A few weeks ago, Tuesday was a doozy of a start. The prior days had been riding me hard: the scale being less than what I wanted or expected, feeling hungover from being thoroughly sick of social distancing, thoughts of marriage and what the passing of a new year meant, etc.
Every 2 weeks I take pictures of my body in a bikini and measure my legs, hips, belly button, chest and arms and send my results to my nutrition coach. It’s a practice we started in the beginning (over a year ago) to keep tabs on physical progress as plain numbers don’t always tell the full story. It’s something I agreed to do willingly, with the commitment that if it messed with my head space or with my recovery, I would not pursue it any longer. The same willingness and commitment were present this summer for my fat loss phase: if it messed with or altered my freedom and recovery, I was out. That being said, using numbers to gauge my body’s progress and state is fairly new to me, at least from a healthier and supported place. I used to weigh-in with my coach when I was competing and did for some time after that with other coaches, but my intention was very different in doing so.
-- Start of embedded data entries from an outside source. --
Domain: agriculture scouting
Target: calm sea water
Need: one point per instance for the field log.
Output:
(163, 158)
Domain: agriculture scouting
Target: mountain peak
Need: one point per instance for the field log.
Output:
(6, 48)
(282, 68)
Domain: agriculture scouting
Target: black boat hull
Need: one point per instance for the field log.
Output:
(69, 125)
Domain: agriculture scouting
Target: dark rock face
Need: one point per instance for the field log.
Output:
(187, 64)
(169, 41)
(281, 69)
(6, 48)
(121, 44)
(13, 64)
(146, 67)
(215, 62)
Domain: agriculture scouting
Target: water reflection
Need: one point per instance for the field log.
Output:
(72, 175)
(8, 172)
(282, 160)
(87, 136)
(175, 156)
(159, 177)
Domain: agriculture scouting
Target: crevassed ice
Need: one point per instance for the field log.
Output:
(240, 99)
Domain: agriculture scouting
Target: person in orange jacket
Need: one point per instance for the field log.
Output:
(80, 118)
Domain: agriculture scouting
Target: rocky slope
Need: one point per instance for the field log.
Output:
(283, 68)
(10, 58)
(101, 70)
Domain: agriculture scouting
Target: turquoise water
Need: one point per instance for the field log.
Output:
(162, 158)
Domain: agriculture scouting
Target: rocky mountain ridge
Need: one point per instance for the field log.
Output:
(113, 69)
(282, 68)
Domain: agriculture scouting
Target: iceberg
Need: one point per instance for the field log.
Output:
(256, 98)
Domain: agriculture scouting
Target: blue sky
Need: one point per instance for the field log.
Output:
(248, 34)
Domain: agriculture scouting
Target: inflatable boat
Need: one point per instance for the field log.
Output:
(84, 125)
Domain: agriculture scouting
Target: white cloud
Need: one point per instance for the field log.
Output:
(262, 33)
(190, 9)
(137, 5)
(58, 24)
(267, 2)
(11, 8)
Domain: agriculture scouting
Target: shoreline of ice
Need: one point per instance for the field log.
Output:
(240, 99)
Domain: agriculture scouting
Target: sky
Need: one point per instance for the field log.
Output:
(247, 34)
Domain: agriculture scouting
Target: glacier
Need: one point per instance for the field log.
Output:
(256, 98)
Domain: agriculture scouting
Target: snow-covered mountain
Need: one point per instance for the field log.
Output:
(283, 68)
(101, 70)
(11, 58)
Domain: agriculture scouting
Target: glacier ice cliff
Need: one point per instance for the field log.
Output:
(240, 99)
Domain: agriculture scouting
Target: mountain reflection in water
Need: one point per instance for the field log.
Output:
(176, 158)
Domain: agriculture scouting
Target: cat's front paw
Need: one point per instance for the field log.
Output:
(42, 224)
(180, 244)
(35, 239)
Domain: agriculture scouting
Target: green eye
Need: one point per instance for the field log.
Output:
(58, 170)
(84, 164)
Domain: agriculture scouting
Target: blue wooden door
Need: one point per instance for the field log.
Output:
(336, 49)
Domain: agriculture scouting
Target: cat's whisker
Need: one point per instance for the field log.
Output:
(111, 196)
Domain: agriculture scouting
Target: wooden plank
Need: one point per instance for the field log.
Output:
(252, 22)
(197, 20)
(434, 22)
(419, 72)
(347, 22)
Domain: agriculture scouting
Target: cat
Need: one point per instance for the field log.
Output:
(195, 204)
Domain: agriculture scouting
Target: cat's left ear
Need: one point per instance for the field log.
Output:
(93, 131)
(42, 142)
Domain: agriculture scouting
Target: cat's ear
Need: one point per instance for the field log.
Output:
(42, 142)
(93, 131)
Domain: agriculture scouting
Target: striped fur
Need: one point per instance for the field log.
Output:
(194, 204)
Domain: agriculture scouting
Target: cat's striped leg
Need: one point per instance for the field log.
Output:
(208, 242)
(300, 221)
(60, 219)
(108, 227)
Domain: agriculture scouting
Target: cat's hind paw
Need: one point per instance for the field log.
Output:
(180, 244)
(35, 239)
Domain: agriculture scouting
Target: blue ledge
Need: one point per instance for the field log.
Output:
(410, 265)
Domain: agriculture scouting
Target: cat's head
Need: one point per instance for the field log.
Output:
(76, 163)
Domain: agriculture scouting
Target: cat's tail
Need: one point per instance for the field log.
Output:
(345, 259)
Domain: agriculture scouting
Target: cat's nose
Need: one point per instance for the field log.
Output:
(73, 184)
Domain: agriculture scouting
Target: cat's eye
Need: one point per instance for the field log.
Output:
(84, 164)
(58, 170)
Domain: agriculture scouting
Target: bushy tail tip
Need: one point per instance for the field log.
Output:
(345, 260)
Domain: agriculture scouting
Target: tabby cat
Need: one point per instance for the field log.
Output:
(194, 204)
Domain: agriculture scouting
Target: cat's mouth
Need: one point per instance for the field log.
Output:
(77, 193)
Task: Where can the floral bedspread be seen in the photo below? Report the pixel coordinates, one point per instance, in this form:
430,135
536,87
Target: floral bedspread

Then, I was chasing the idea of having to look a certain way in order to achieve self-love. I was bound by the idea that I had to be a certain size, a certain weight, and a certain aesthetic in order to be enough. I was so empty, so tired, and so lost. Fast forward several years and my intention behind measuring myself is very different. I do it because it gives me parameters for where I want to be. While yes, I do train my ass off because I derive tremendous joy and pleasure from pursuing physical challenges, I also do it because I like to look a certain way and looking a certain way makes me feel quite awesome about myself! It makes getting dressed in the morning easier, more fun, and keeps me accountable for how I prefer to feel about myself and who I prefer to see reflecting back in the mirror.
Part of my measuring again is also a commitment to total neutrality around food and body. I don’t want to be scared of a number on the scale. I don’t want to vehemently avoid pictures of my near naked self or avoid sharing them like the plague. I don’t want to be defined by numbers, while I also know they provide invaluable information about me.
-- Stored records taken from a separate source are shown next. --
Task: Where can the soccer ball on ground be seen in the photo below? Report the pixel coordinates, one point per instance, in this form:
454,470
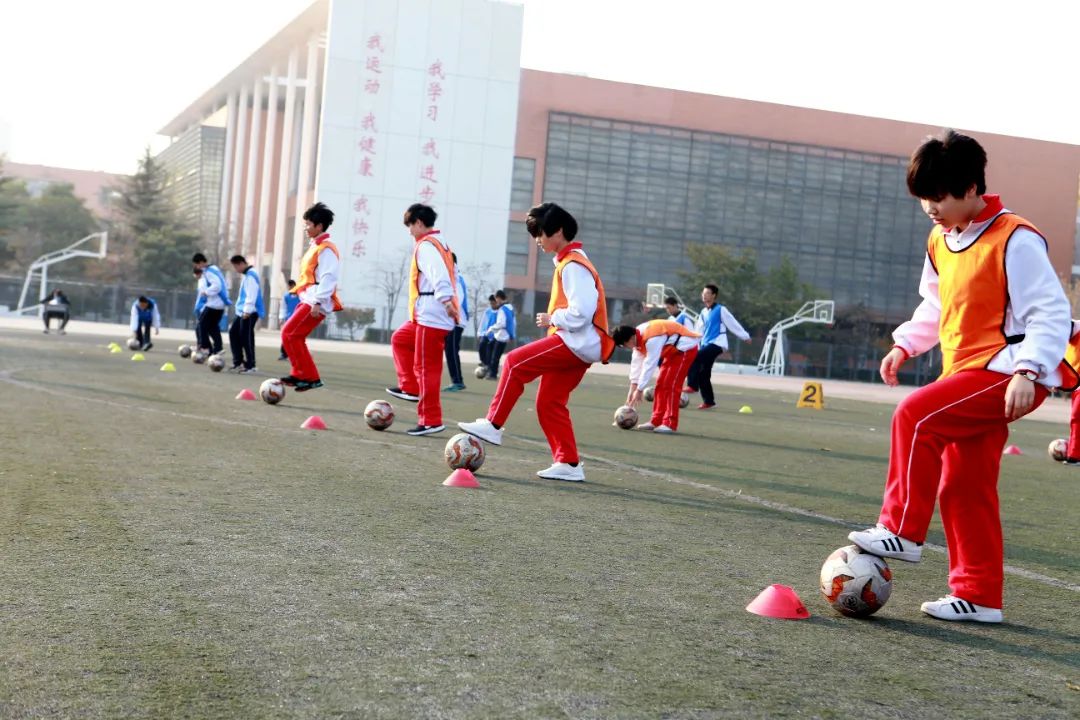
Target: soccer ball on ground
625,417
855,583
272,391
379,415
464,451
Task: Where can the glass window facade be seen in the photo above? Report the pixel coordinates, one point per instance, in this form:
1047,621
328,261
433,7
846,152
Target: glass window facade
643,192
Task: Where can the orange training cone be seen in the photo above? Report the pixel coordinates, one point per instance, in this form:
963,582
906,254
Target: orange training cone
461,478
314,422
779,601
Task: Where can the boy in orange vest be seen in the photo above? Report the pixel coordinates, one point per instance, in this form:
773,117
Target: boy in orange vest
577,337
669,344
316,287
433,312
994,302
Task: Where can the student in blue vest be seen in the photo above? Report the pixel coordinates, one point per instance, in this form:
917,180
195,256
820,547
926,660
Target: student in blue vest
250,309
484,344
287,308
215,298
453,349
501,331
714,323
145,315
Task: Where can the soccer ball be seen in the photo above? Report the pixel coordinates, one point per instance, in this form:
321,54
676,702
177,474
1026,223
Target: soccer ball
379,415
855,583
625,417
464,451
272,391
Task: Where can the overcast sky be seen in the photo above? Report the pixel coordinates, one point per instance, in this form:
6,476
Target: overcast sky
86,83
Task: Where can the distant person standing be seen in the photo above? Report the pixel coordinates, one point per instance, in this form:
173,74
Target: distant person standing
56,306
714,324
454,339
287,308
145,315
250,309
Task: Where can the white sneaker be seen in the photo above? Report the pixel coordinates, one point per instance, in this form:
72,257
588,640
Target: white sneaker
953,608
484,430
562,471
882,542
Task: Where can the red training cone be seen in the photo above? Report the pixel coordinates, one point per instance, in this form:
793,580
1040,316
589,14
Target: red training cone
461,478
314,422
779,601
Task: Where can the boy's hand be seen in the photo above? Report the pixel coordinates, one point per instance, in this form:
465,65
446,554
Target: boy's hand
1020,397
890,366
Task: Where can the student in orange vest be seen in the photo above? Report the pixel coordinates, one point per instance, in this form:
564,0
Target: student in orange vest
996,306
576,325
433,312
316,287
663,343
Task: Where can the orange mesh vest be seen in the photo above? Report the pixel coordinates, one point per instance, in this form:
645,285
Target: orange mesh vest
974,295
669,327
309,263
414,274
558,301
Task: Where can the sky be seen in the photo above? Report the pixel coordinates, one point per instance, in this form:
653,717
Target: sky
86,84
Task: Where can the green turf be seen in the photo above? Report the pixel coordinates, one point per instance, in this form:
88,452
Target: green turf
171,552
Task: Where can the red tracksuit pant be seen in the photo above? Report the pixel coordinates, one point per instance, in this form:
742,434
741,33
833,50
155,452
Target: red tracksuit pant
559,371
947,439
418,358
294,339
674,367
1074,450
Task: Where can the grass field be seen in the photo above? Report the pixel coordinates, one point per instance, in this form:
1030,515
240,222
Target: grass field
171,552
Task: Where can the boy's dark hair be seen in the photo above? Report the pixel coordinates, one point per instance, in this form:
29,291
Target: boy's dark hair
319,214
622,334
549,218
424,214
948,164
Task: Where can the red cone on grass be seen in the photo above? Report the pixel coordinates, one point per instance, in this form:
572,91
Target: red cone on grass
779,601
314,422
461,478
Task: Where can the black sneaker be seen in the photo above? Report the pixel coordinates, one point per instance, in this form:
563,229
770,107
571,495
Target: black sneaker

Numbers teach me. They teach me when I need more rest, or more food, or when I’m stressed but mentally haven’t registered it yet. They teach me that the work we are doing is working or is taking me in a direction I don’t want to go. They teach me the fluidity that is the body, and how precious the balance of health and vitality is. My body knows I’m stressed before I do a lot of the time, and my body knows when I need rest. Much of that shows up numerically, with inflammation and water retention and increased pounds that don’t make sense if I don’t look at the entire picture or have a holistic approach. The scale tells me “you need rest” or “you need more water” or “you can eat out and not freak out, Alison!”. Measurements also tell me “you need rest” or “you are earning muscle” or “this shit ebbs and flows”. That Tuesday cost me some sanity because of an inch around my hips – not the pounds on the scale.
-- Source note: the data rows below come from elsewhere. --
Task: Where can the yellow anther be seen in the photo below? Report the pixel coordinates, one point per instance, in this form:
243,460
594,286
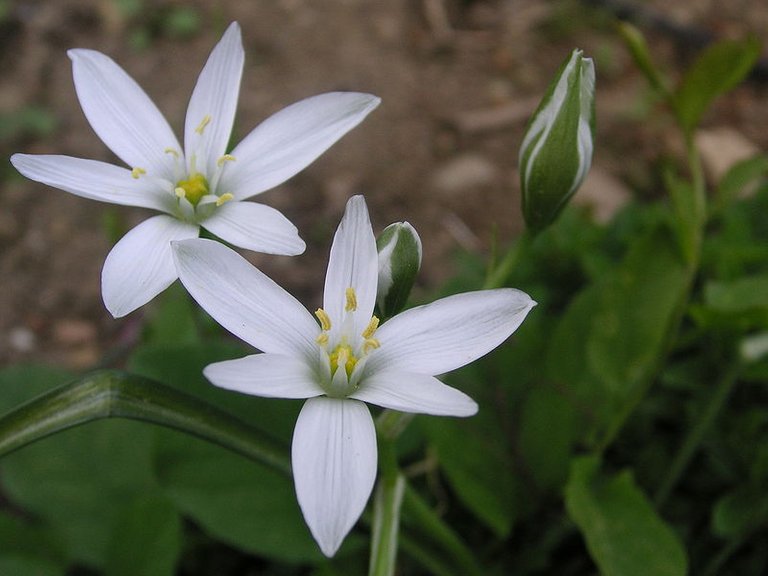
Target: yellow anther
203,123
325,320
371,328
370,344
351,300
226,158
224,198
193,188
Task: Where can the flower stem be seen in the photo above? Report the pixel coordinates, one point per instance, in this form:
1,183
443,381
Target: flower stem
386,524
108,394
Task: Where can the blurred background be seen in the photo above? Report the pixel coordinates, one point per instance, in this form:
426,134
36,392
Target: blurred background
458,81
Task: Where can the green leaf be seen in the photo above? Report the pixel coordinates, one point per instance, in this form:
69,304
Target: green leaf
28,549
235,500
717,70
27,566
483,480
638,48
624,535
547,430
689,215
739,512
78,481
606,348
748,294
146,540
739,178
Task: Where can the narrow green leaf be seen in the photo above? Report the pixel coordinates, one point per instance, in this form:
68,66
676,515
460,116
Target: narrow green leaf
717,70
624,535
638,48
748,294
739,178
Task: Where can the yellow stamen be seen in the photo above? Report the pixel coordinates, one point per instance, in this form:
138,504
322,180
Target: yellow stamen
193,188
370,344
371,328
203,123
325,320
224,198
351,300
226,158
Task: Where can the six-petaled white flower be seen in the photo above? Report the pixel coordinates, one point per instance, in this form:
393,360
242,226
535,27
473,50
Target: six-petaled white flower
199,184
342,358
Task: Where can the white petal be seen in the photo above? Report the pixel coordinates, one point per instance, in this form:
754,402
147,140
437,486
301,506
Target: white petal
214,97
140,265
353,263
244,300
334,466
93,179
255,227
290,140
410,392
450,332
268,375
122,115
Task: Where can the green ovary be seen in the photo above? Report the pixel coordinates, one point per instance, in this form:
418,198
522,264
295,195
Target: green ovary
193,189
342,356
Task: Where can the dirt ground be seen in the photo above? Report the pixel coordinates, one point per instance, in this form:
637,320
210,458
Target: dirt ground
458,80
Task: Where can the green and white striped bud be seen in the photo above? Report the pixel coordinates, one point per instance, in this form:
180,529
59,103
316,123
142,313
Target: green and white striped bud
556,152
399,248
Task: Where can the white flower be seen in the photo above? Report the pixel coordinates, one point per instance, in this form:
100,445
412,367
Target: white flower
199,184
343,361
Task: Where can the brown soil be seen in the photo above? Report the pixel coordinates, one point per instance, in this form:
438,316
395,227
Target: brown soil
458,81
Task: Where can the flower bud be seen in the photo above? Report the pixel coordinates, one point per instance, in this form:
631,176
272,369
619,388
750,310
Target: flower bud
556,152
399,248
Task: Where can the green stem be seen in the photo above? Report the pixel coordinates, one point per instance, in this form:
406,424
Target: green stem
386,523
696,435
115,394
693,259
110,394
499,274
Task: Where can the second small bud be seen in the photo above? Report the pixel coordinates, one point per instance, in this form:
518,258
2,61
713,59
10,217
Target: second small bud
556,152
399,248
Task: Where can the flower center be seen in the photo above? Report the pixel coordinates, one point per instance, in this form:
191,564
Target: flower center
193,188
347,349
342,357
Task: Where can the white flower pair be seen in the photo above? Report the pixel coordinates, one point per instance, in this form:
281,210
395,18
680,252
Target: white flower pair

What I’m continuing to find true, is that it’s the journey that’s important. It’s the sustenance of the plan and the intention behind it. Ultimately, I don’t track everything to be obsessed and crazed. I don’t follow a macro plan because I love doing math with food. Truthfully, it keeps me sane. It yields the exact results that I want: sustainable energy, flexible food choices and a lean aesthetic I honestly didn’t think I could have; ever. I get to eat whatever I want within reason. I plan ahead so my day to day is already set up and I can plan meals out with more ease than before. It gives me boundaries, while also helps me tune into what my body needs more of because I’m not fucking around with my food or guessing if I’m eating enough or not enough.
For today, this is what I do. And for today, it works just fine. I needed a moment to assess why again, detaching from the numbers and whether or not my behavior would be any different should the numbers be different. And guess what? My truth revealed itself as no. I would not do anything differently if I weighed less or if I weighed more, or if my hips measured exactly the same as they did 2 weeks prior. I would still follow my food plan and I would still eat the exact foods I planned to eat. I would still go out with Mike on Saturday and enjoy our date night. I would still go to the gym and follow my program. I would still walk. I would still go to bed early. I would still drink my water. I would still watch my sodium.
I would still show up at work and contribute. I would still honor my relationships and listen. I would still ask others how they are and receive it. I would still write and read and take stock. I would still wear the same clothes and have the same money in my bank account. I would still work hard.
This is recovery for me today: honoring better behaviors that assist me moving into love and respect for my entire self. What I weigh and how I measure is just a piece of that self, a piece of the physical self that matters a lot but doesn’t account for the entire thing. That is also recovery for me today: acknowledging that I reserve the right to pursue any kind of eating, movement and structure that works for me. I reserve the right to want to look however I want and to pursue that, so long as it doesn’t take away from the other pieces of my life: the emotional and the spiritual.
And while some days it seems pointless and stupid and stressful and overwhelming, the end result is the same: for today, I am the absolute best version of myself that I have ever been, full of compassion and experience and trust that my journey can benefit others. And most of all, it is benefiting me.
And what I think about me and what I do, is what actually matters.